For better terrain mapping during the tests, a LiDAR (Light Detection and Ranging) system – which uses light waves in the form of pulsed lasers – was added to the UAS system. The UAS was also used to deploy lightweight robots called Throwbots to aid EOD Soldiers in identifying hazards in less accessible areas and structures. Throwbots are throwable, rugged, and expandable robots that provide immediate situational awareness, perform persistent observation, and investigate dangerous and hazardous material while keeping its operator out of harm’s way.
The Skyraider Unmanned Aerial System is capable of offering situational awareness both during the day and at night, as it is fitted with long-range and high-resolution EO/IR imaging sensors. The aerial vehicle weighs 10lbs (4.5kg), including airframe, legs, four batteries, and without any payload. It can carry up to 4.4lb (2kg) external loads for specialized missions, such as forward resupply and asset extraction. The drone can fly 50 km an hour with a maximum range of 8 km and at a maximum altitude of 15,000 ft.
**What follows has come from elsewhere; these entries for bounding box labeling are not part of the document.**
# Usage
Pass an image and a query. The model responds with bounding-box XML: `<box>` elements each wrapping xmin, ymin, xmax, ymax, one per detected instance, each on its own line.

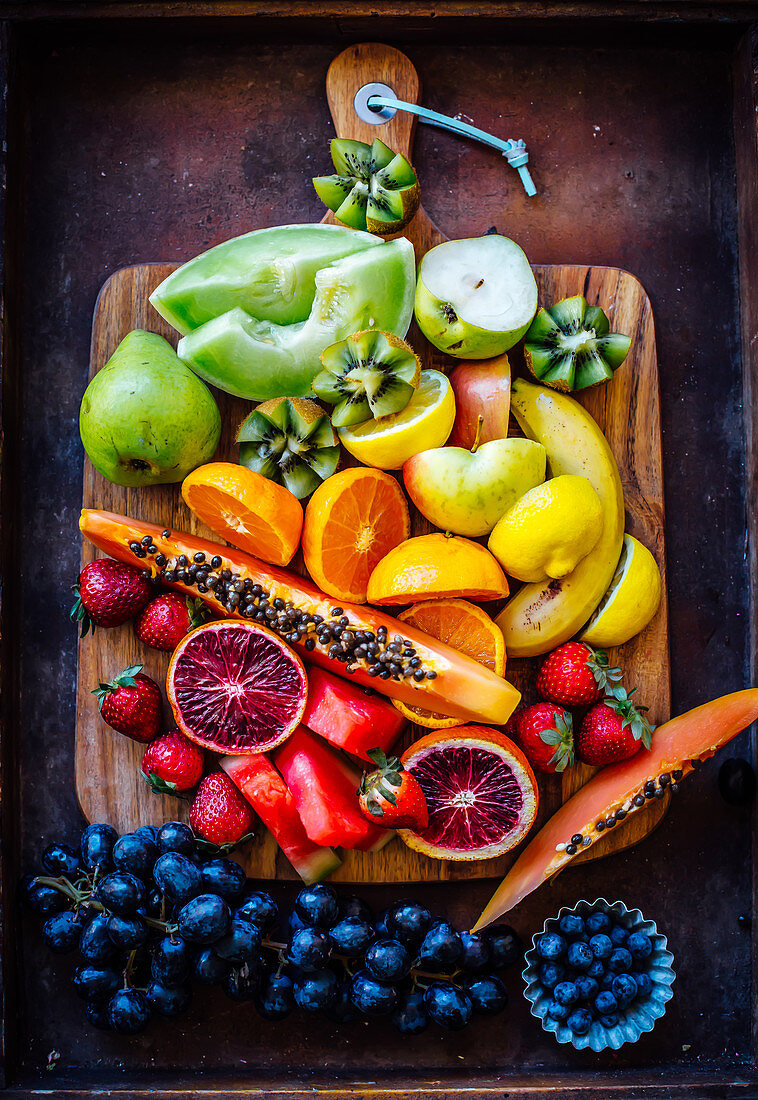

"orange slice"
<box><xmin>393</xmin><ymin>600</ymin><xmax>505</xmax><ymax>729</ymax></box>
<box><xmin>303</xmin><ymin>466</ymin><xmax>410</xmax><ymax>604</ymax></box>
<box><xmin>182</xmin><ymin>462</ymin><xmax>303</xmax><ymax>565</ymax></box>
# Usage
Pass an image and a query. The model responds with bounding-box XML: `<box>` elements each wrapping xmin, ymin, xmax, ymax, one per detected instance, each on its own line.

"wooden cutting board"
<box><xmin>76</xmin><ymin>44</ymin><xmax>670</xmax><ymax>883</ymax></box>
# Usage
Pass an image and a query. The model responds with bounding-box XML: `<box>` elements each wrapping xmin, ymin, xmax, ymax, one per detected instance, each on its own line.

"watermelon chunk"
<box><xmin>219</xmin><ymin>752</ymin><xmax>341</xmax><ymax>884</ymax></box>
<box><xmin>274</xmin><ymin>726</ymin><xmax>394</xmax><ymax>851</ymax></box>
<box><xmin>303</xmin><ymin>664</ymin><xmax>406</xmax><ymax>767</ymax></box>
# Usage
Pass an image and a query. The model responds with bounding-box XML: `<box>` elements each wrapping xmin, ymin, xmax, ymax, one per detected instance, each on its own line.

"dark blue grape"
<box><xmin>80</xmin><ymin>823</ymin><xmax>119</xmax><ymax>871</ymax></box>
<box><xmin>42</xmin><ymin>842</ymin><xmax>79</xmax><ymax>877</ymax></box>
<box><xmin>295</xmin><ymin>882</ymin><xmax>340</xmax><ymax>928</ymax></box>
<box><xmin>108</xmin><ymin>989</ymin><xmax>150</xmax><ymax>1035</ymax></box>
<box><xmin>365</xmin><ymin>939</ymin><xmax>410</xmax><ymax>981</ymax></box>
<box><xmin>424</xmin><ymin>981</ymin><xmax>473</xmax><ymax>1031</ymax></box>
<box><xmin>350</xmin><ymin>970</ymin><xmax>397</xmax><ymax>1016</ymax></box>
<box><xmin>176</xmin><ymin>894</ymin><xmax>232</xmax><ymax>946</ymax></box>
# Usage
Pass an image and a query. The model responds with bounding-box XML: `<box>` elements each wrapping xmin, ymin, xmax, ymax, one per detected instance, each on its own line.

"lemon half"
<box><xmin>579</xmin><ymin>535</ymin><xmax>662</xmax><ymax>649</ymax></box>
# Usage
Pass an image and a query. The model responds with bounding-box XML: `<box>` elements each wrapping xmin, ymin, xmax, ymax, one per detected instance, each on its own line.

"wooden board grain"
<box><xmin>76</xmin><ymin>44</ymin><xmax>670</xmax><ymax>882</ymax></box>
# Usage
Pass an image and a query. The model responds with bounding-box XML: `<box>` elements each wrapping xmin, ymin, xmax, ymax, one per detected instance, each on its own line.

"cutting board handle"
<box><xmin>327</xmin><ymin>42</ymin><xmax>421</xmax><ymax>162</ymax></box>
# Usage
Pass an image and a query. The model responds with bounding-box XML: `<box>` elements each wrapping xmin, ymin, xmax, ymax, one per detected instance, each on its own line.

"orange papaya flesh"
<box><xmin>473</xmin><ymin>688</ymin><xmax>758</xmax><ymax>932</ymax></box>
<box><xmin>79</xmin><ymin>508</ymin><xmax>520</xmax><ymax>726</ymax></box>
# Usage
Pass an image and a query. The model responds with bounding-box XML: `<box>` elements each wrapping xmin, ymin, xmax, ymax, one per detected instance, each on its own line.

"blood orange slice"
<box><xmin>398</xmin><ymin>726</ymin><xmax>539</xmax><ymax>859</ymax></box>
<box><xmin>166</xmin><ymin>620</ymin><xmax>308</xmax><ymax>756</ymax></box>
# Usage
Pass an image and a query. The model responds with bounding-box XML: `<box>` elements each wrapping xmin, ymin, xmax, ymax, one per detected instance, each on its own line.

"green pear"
<box><xmin>403</xmin><ymin>417</ymin><xmax>547</xmax><ymax>538</ymax></box>
<box><xmin>79</xmin><ymin>329</ymin><xmax>221</xmax><ymax>486</ymax></box>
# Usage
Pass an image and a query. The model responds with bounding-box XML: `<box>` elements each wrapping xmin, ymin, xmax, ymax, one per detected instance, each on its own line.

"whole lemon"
<box><xmin>487</xmin><ymin>474</ymin><xmax>603</xmax><ymax>581</ymax></box>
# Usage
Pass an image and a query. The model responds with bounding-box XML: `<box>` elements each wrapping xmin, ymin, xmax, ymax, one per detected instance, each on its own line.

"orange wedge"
<box><xmin>393</xmin><ymin>600</ymin><xmax>505</xmax><ymax>729</ymax></box>
<box><xmin>303</xmin><ymin>466</ymin><xmax>410</xmax><ymax>604</ymax></box>
<box><xmin>182</xmin><ymin>462</ymin><xmax>303</xmax><ymax>565</ymax></box>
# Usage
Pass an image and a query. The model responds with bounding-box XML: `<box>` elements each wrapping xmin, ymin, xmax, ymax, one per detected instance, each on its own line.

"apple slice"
<box><xmin>416</xmin><ymin>233</ymin><xmax>537</xmax><ymax>359</ymax></box>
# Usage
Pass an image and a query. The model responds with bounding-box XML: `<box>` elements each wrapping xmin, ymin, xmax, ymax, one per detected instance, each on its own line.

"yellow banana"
<box><xmin>497</xmin><ymin>378</ymin><xmax>624</xmax><ymax>657</ymax></box>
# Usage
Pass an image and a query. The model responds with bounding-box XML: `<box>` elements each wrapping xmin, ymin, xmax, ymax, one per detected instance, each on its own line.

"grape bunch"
<box><xmin>22</xmin><ymin>822</ymin><xmax>521</xmax><ymax>1035</ymax></box>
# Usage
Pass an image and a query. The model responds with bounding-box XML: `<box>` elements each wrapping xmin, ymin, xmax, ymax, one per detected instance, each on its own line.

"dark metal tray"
<box><xmin>0</xmin><ymin>0</ymin><xmax>758</xmax><ymax>1100</ymax></box>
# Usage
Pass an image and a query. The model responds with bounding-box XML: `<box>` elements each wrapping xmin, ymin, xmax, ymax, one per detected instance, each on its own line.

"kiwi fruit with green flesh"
<box><xmin>314</xmin><ymin>329</ymin><xmax>421</xmax><ymax>428</ymax></box>
<box><xmin>524</xmin><ymin>295</ymin><xmax>631</xmax><ymax>393</ymax></box>
<box><xmin>237</xmin><ymin>397</ymin><xmax>340</xmax><ymax>501</ymax></box>
<box><xmin>314</xmin><ymin>138</ymin><xmax>419</xmax><ymax>235</ymax></box>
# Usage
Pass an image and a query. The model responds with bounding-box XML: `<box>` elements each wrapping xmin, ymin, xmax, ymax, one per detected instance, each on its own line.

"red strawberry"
<box><xmin>189</xmin><ymin>771</ymin><xmax>255</xmax><ymax>851</ymax></box>
<box><xmin>142</xmin><ymin>729</ymin><xmax>206</xmax><ymax>794</ymax></box>
<box><xmin>69</xmin><ymin>558</ymin><xmax>153</xmax><ymax>638</ymax></box>
<box><xmin>512</xmin><ymin>703</ymin><xmax>574</xmax><ymax>773</ymax></box>
<box><xmin>134</xmin><ymin>592</ymin><xmax>210</xmax><ymax>652</ymax></box>
<box><xmin>537</xmin><ymin>641</ymin><xmax>622</xmax><ymax>706</ymax></box>
<box><xmin>92</xmin><ymin>664</ymin><xmax>162</xmax><ymax>743</ymax></box>
<box><xmin>576</xmin><ymin>688</ymin><xmax>652</xmax><ymax>767</ymax></box>
<box><xmin>358</xmin><ymin>749</ymin><xmax>429</xmax><ymax>829</ymax></box>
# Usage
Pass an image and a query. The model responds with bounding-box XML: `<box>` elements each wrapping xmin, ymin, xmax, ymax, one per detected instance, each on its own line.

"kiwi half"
<box><xmin>237</xmin><ymin>397</ymin><xmax>340</xmax><ymax>499</ymax></box>
<box><xmin>314</xmin><ymin>329</ymin><xmax>421</xmax><ymax>428</ymax></box>
<box><xmin>314</xmin><ymin>138</ymin><xmax>419</xmax><ymax>237</ymax></box>
<box><xmin>524</xmin><ymin>295</ymin><xmax>631</xmax><ymax>393</ymax></box>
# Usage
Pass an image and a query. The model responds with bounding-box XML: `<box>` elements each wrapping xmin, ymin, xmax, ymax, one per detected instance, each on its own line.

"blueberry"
<box><xmin>350</xmin><ymin>970</ymin><xmax>397</xmax><ymax>1016</ymax></box>
<box><xmin>211</xmin><ymin>910</ymin><xmax>261</xmax><ymax>966</ymax></box>
<box><xmin>255</xmin><ymin>974</ymin><xmax>295</xmax><ymax>1020</ymax></box>
<box><xmin>465</xmin><ymin>974</ymin><xmax>508</xmax><ymax>1016</ymax></box>
<box><xmin>79</xmin><ymin>913</ymin><xmax>116</xmax><ymax>963</ymax></box>
<box><xmin>223</xmin><ymin>959</ymin><xmax>262</xmax><ymax>1001</ymax></box>
<box><xmin>108</xmin><ymin>989</ymin><xmax>150</xmax><ymax>1035</ymax></box>
<box><xmin>145</xmin><ymin>979</ymin><xmax>193</xmax><ymax>1019</ymax></box>
<box><xmin>595</xmin><ymin>989</ymin><xmax>618</xmax><ymax>1016</ymax></box>
<box><xmin>626</xmin><ymin>932</ymin><xmax>652</xmax><ymax>961</ymax></box>
<box><xmin>567</xmin><ymin>1009</ymin><xmax>592</xmax><ymax>1035</ymax></box>
<box><xmin>42</xmin><ymin>843</ymin><xmax>79</xmax><ymax>877</ymax></box>
<box><xmin>153</xmin><ymin>851</ymin><xmax>202</xmax><ymax>906</ymax></box>
<box><xmin>151</xmin><ymin>936</ymin><xmax>190</xmax><ymax>987</ymax></box>
<box><xmin>558</xmin><ymin>913</ymin><xmax>584</xmax><ymax>939</ymax></box>
<box><xmin>365</xmin><ymin>939</ymin><xmax>410</xmax><ymax>981</ymax></box>
<box><xmin>584</xmin><ymin>910</ymin><xmax>611</xmax><ymax>936</ymax></box>
<box><xmin>484</xmin><ymin>924</ymin><xmax>521</xmax><ymax>970</ymax></box>
<box><xmin>112</xmin><ymin>833</ymin><xmax>158</xmax><ymax>879</ymax></box>
<box><xmin>612</xmin><ymin>974</ymin><xmax>637</xmax><ymax>1009</ymax></box>
<box><xmin>539</xmin><ymin>963</ymin><xmax>565</xmax><ymax>989</ymax></box>
<box><xmin>42</xmin><ymin>909</ymin><xmax>84</xmax><ymax>955</ymax></box>
<box><xmin>193</xmin><ymin>947</ymin><xmax>231</xmax><ymax>986</ymax></box>
<box><xmin>424</xmin><ymin>981</ymin><xmax>474</xmax><ymax>1031</ymax></box>
<box><xmin>79</xmin><ymin>823</ymin><xmax>119</xmax><ymax>871</ymax></box>
<box><xmin>108</xmin><ymin>915</ymin><xmax>147</xmax><ymax>952</ymax></box>
<box><xmin>95</xmin><ymin>871</ymin><xmax>145</xmax><ymax>916</ymax></box>
<box><xmin>607</xmin><ymin>947</ymin><xmax>631</xmax><ymax>974</ymax></box>
<box><xmin>294</xmin><ymin>970</ymin><xmax>339</xmax><ymax>1012</ymax></box>
<box><xmin>537</xmin><ymin>932</ymin><xmax>567</xmax><ymax>961</ymax></box>
<box><xmin>329</xmin><ymin>916</ymin><xmax>374</xmax><ymax>958</ymax></box>
<box><xmin>548</xmin><ymin>1001</ymin><xmax>569</xmax><ymax>1021</ymax></box>
<box><xmin>565</xmin><ymin>939</ymin><xmax>593</xmax><ymax>970</ymax></box>
<box><xmin>552</xmin><ymin>981</ymin><xmax>579</xmax><ymax>1004</ymax></box>
<box><xmin>590</xmin><ymin>932</ymin><xmax>613</xmax><ymax>959</ymax></box>
<box><xmin>295</xmin><ymin>882</ymin><xmax>340</xmax><ymax>928</ymax></box>
<box><xmin>156</xmin><ymin>822</ymin><xmax>196</xmax><ymax>856</ymax></box>
<box><xmin>200</xmin><ymin>858</ymin><xmax>248</xmax><ymax>901</ymax></box>
<box><xmin>74</xmin><ymin>964</ymin><xmax>121</xmax><ymax>1001</ymax></box>
<box><xmin>287</xmin><ymin>928</ymin><xmax>332</xmax><ymax>970</ymax></box>
<box><xmin>176</xmin><ymin>894</ymin><xmax>231</xmax><ymax>945</ymax></box>
<box><xmin>236</xmin><ymin>888</ymin><xmax>279</xmax><ymax>932</ymax></box>
<box><xmin>387</xmin><ymin>901</ymin><xmax>431</xmax><ymax>947</ymax></box>
<box><xmin>418</xmin><ymin>921</ymin><xmax>463</xmax><ymax>968</ymax></box>
<box><xmin>459</xmin><ymin>932</ymin><xmax>492</xmax><ymax>974</ymax></box>
<box><xmin>392</xmin><ymin>989</ymin><xmax>429</xmax><ymax>1035</ymax></box>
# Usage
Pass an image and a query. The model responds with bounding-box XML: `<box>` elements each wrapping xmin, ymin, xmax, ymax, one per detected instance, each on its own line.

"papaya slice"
<box><xmin>79</xmin><ymin>508</ymin><xmax>520</xmax><ymax>726</ymax></box>
<box><xmin>473</xmin><ymin>688</ymin><xmax>758</xmax><ymax>932</ymax></box>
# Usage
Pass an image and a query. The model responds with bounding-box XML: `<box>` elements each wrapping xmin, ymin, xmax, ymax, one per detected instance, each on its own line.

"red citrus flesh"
<box><xmin>166</xmin><ymin>620</ymin><xmax>308</xmax><ymax>756</ymax></box>
<box><xmin>399</xmin><ymin>726</ymin><xmax>539</xmax><ymax>859</ymax></box>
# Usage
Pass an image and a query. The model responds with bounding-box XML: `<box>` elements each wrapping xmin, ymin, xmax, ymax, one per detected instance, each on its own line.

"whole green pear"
<box><xmin>79</xmin><ymin>329</ymin><xmax>221</xmax><ymax>486</ymax></box>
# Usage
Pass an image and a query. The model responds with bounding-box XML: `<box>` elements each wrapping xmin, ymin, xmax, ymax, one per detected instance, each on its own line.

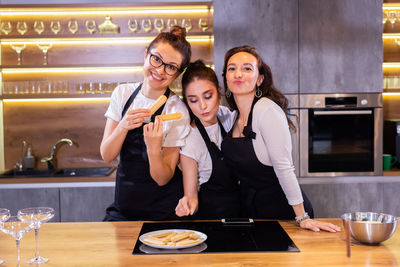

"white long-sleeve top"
<box><xmin>247</xmin><ymin>97</ymin><xmax>303</xmax><ymax>205</ymax></box>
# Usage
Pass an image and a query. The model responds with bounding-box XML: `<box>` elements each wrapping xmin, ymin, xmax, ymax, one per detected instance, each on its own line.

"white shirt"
<box><xmin>252</xmin><ymin>97</ymin><xmax>303</xmax><ymax>205</ymax></box>
<box><xmin>105</xmin><ymin>82</ymin><xmax>190</xmax><ymax>147</ymax></box>
<box><xmin>181</xmin><ymin>106</ymin><xmax>236</xmax><ymax>185</ymax></box>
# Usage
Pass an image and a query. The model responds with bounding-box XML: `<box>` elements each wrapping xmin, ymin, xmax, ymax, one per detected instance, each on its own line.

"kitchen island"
<box><xmin>0</xmin><ymin>218</ymin><xmax>400</xmax><ymax>267</ymax></box>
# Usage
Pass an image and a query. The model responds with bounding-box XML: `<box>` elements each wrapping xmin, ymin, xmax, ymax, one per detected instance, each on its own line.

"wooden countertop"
<box><xmin>0</xmin><ymin>219</ymin><xmax>400</xmax><ymax>267</ymax></box>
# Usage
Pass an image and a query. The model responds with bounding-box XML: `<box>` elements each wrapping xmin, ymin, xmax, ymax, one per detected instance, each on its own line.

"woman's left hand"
<box><xmin>300</xmin><ymin>219</ymin><xmax>341</xmax><ymax>233</ymax></box>
<box><xmin>143</xmin><ymin>117</ymin><xmax>163</xmax><ymax>154</ymax></box>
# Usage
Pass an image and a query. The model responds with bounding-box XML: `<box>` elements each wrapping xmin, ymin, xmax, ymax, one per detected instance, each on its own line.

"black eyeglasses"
<box><xmin>149</xmin><ymin>53</ymin><xmax>179</xmax><ymax>76</ymax></box>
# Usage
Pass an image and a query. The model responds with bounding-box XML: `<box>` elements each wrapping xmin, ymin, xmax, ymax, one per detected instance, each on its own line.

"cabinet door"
<box><xmin>60</xmin><ymin>187</ymin><xmax>115</xmax><ymax>222</ymax></box>
<box><xmin>0</xmin><ymin>188</ymin><xmax>60</xmax><ymax>222</ymax></box>
<box><xmin>299</xmin><ymin>0</ymin><xmax>383</xmax><ymax>93</ymax></box>
<box><xmin>214</xmin><ymin>0</ymin><xmax>298</xmax><ymax>94</ymax></box>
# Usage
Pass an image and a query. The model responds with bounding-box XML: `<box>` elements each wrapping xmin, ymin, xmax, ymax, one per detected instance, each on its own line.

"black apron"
<box><xmin>221</xmin><ymin>98</ymin><xmax>314</xmax><ymax>220</ymax></box>
<box><xmin>104</xmin><ymin>85</ymin><xmax>183</xmax><ymax>221</ymax></box>
<box><xmin>195</xmin><ymin>117</ymin><xmax>240</xmax><ymax>219</ymax></box>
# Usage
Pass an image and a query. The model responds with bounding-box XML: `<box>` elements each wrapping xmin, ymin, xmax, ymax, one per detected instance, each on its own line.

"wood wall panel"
<box><xmin>4</xmin><ymin>100</ymin><xmax>114</xmax><ymax>169</ymax></box>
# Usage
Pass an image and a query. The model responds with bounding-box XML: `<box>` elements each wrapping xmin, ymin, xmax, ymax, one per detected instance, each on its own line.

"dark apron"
<box><xmin>195</xmin><ymin>118</ymin><xmax>240</xmax><ymax>219</ymax></box>
<box><xmin>221</xmin><ymin>98</ymin><xmax>314</xmax><ymax>220</ymax></box>
<box><xmin>104</xmin><ymin>85</ymin><xmax>183</xmax><ymax>221</ymax></box>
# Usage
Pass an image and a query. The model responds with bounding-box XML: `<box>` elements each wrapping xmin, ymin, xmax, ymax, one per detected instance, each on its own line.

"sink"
<box><xmin>0</xmin><ymin>167</ymin><xmax>115</xmax><ymax>178</ymax></box>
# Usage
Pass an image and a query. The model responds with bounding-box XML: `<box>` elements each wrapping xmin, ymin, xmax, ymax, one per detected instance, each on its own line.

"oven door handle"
<box><xmin>314</xmin><ymin>110</ymin><xmax>372</xmax><ymax>115</ymax></box>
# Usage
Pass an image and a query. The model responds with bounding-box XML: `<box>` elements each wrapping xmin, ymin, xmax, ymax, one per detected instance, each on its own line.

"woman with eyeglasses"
<box><xmin>100</xmin><ymin>26</ymin><xmax>191</xmax><ymax>221</ymax></box>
The UAS has a maximum endurance of 50 minutes with a high-endurance propulsion system, can operate in diverse temperatures ranging between -30˚C and 50˚C, and can withstand wind speeds of 65km/h.
Capt. William R. Hartman, the commander of the 707th EOD Company, said the UAS could be of great use in a combat zone. “We could definitely benefit from its capabilities in that environment.”